Schiavone v. Astrue
ORDER, re 4 SOCIAL SECURITY COMPLAINT filed by Cynthia Rae Schiavone, affirming decision of Commissioner. Signed on 11/27/2012 by Magistrate Judge Matt J. Whitworth. (Bode, Kay)
IN THE UNITED STATES DISTRICT COURT FOR THE
WESTERN DISTRICT OF MISSOURI
CYNTHIA RAE SCHIAVONE,
MICHAEL J. ASTRUE, Commissioner,
Social Security Administration,
Plaintiff Cynthia Rae Schiavone seeks judicial review,1 of a final administrative decision
denying plaintiff disability benefits under Title II of the Social Security Act, 42 U.S.C. §§ 401 et
seq., and Supplemental Security Income (SSI) benefits under Title XVI of the Social Security Act,
42 U.S.C. §§ 1381 et seq. Section 205(g) of the Act, 42 U.S.C. § 405(g), provides for judicial
review of a final decision of the Commissioner of the Social Security Administration under Title
II. Section 1631(c)(3) of the Act and 42 U.S.C. § 1383(c)(3) provide for judicial review to the
same extent as the Commissioner’s final determination under section 205.

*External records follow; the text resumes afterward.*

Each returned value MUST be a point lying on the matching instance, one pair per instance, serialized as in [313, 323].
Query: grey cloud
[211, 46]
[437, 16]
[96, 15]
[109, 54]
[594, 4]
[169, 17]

The parties’ briefs are fully submitted, and an oral argument was held on October25, 2012.
The complete facts and arguments are presented in the parties’ briefs and will not be repeated here.
Standard of Review
The Eighth Circuit has set forth the standard for the federal courts’ judicial review of denial
of benefits, as follows:
Our role on review is to determine whether the Commissioner’s findings are supported by
substantial evidence on the record as a whole. Substantial evidence is less than a
preponderance, but is enough that a reasonable mind would find it adequate to support the
Commissioner’s conclusion. In determining whether existing evidence is substantial, we
consider evidence that detracts from the Commissioner’s decision as well as evidence that
With the consent of the parties, this case was assigned to the United States Magistrate
Judge, pursuant to the provisions of 28 U.S.C. § 636(c).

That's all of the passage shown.